O rio estava com forte correnteza e minha mãe nos levou para uma pequena lagoa, tributária das águas do Santo Antônio. Passamos a cavar a terra molhada e retirar algumas minhocas para servirem de isca. Domingas dizia que retirava as maiores minhocas, ria das minhocas que Salu e eu retirávamos. Minha mãe com suas mãos habilidosas transformava as pobres minhocas em sanfonas encolhidas, com seus corpos transpassados pelo anzol. “Tá parecendo São Sebastião”, e todas rimos juntas, menos minha mãe que censurou “Não brinca com o Santo, Domingas. Onde já se viu?”.
A lagoa era lodosa. Sua superfície estava repleta de algas verdes, mas a cheia tinha trazido peixes, que fisgavam com rapidez as iscas. Domingas ia nomeando, com a ajuda da mãe, a qualidade dos animais. Cascudo tem de monte. “Cascudo anda em rebanho, Domingas.” “Cascudo tem pouco peixe” – queria dizer pouca carne – “pega outro”, ria Domingas. “Cuide da sua vara e do seu anzol”, dizia minha mãe, atenta ao céu, para saber se viria mais chuva. “Beliscou, mãe”, Domingas arregalou os olhos. Senti uma fisgada em minha linha também, e vi que Belonísia levantava a vara dela. “Um apanharí”, disse minha mãe, “Segura, Belonísia, esse vai pro almoço. Espera que te ajudo”, e correu para ajudar a puxar. O meu se debatia tentando se desgarrar do anzol, e Domingas se aproximou de mim. “Ajuda sua irmã, menina” – orientou minha mãe enquanto tentava salvar o seu pescado. Quando ergui o peixe, vivo, tentando retornar para a água para respirar, vi Salu, satisfeita, identificar que era um molé e que o prepararia cozido no dendê.

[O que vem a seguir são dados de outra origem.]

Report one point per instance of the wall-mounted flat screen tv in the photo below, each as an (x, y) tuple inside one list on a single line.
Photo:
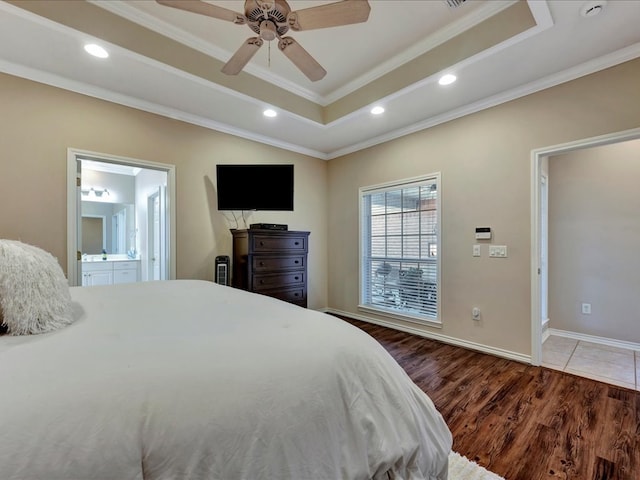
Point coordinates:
[(255, 187)]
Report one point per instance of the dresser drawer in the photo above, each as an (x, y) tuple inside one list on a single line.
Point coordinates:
[(266, 282), (268, 263), (273, 243), (293, 295)]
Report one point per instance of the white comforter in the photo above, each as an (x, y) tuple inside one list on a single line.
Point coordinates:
[(192, 380)]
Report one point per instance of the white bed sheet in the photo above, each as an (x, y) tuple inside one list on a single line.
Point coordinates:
[(192, 380)]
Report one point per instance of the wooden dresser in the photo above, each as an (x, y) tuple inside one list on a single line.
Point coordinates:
[(271, 262)]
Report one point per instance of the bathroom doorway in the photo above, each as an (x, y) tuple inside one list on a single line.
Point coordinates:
[(118, 189)]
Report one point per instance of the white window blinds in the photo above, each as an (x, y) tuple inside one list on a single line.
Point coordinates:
[(399, 249)]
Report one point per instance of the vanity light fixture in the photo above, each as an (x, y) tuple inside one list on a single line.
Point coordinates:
[(96, 50), (447, 79), (99, 192)]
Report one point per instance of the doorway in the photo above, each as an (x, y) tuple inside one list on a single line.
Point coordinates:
[(125, 235), (539, 233)]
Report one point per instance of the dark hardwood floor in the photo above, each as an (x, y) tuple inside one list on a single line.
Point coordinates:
[(519, 421)]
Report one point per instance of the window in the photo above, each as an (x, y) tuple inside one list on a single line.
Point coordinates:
[(400, 248)]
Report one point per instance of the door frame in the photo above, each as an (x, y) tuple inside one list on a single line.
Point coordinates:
[(537, 156), (74, 155), (160, 194)]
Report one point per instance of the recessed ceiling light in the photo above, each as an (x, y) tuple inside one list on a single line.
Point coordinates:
[(447, 79), (96, 50)]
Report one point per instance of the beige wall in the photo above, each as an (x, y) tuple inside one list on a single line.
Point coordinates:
[(485, 161), (594, 234), (38, 124)]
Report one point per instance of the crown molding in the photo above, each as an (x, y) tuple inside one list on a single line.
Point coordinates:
[(132, 102), (179, 35), (587, 68), (429, 43)]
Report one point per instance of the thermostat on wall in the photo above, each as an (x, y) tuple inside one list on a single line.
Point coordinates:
[(483, 233)]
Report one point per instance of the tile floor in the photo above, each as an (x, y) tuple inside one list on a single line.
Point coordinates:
[(617, 366)]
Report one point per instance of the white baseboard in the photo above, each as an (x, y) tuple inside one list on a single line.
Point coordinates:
[(545, 330), (478, 347), (611, 342)]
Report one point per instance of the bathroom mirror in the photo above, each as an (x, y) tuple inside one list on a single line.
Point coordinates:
[(107, 226)]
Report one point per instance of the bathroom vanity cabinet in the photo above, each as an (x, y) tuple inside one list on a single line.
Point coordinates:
[(109, 272)]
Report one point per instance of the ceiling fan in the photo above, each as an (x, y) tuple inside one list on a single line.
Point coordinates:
[(271, 19)]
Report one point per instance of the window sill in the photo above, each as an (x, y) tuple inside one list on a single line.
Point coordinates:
[(407, 317)]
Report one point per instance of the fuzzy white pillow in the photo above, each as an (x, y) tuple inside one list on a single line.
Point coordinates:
[(34, 293)]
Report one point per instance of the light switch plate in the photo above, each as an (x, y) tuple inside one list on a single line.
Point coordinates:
[(498, 251)]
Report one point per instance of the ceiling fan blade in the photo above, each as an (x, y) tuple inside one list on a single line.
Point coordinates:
[(204, 8), (330, 15), (301, 59), (242, 56)]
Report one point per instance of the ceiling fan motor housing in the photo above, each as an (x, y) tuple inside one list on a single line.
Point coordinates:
[(262, 13)]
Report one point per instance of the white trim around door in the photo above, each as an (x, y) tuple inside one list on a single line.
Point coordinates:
[(537, 157), (74, 156)]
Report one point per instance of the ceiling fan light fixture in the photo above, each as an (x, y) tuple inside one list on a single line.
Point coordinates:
[(447, 79), (592, 9), (96, 50)]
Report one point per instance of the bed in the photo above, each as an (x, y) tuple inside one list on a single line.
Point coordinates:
[(191, 380)]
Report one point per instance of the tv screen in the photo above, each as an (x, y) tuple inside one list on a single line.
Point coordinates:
[(255, 187)]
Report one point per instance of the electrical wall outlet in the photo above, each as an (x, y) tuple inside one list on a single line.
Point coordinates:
[(498, 251)]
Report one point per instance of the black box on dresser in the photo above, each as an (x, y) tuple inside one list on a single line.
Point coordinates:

Passamos mais uma hora daquela manhã capturando os peregrinos que chegavam à lagoa de Água Negra, levados pela chuva. No retorno para casa, tínhamos que atravessar novamente o lodaçal dos marimbus descalças. Nossas sandálias grudavam na lama de tal forma que não conseguíamos erguê-la nos pés. “Pisem devagar” – disse minha mãe, para que não nos machucássemos em pedras e lascas de madeira que porventura estivessem submersas naquele grande lago de lama para chegar à estrada. De súbito, senti meu pé pisar em algo duro, e meu rosto se contraiu de dor. Havia ferido meu pé, um corte profundo, com algo parecendo um pedaço de louça. Belonísia, que estava mais perto de mim, ajudou a levantar a perna, a chegar na estrada e retirou, com as orientações gritadas por Salu, que atravessava com dificuldade o charco, o objeto que havia cortado meu pé. “Não disse para terem cuidado?” Era um casco de caramujo abandonado, quebrado, entranhado como um espinho. Eu mesma não tive coragem de retirar, comecei a chorar de dor. Belonísia me segurou e puxou de uma vez. Domingas, que agora chegava mais perto, pedia “deixa eu ver, deixa eu ver”. Fomos para a beira do rio para lavar os pés. Um sangue grosso e substancioso deixava meu corpo pintando a terra com seu vermelho cor de pássaro. Salu colheu uma erva, uma folha e outra, para esmagar entre os dedos e pôr em cima do ferimento, até chegarmos à casa e saber o que meu pai iria fazer.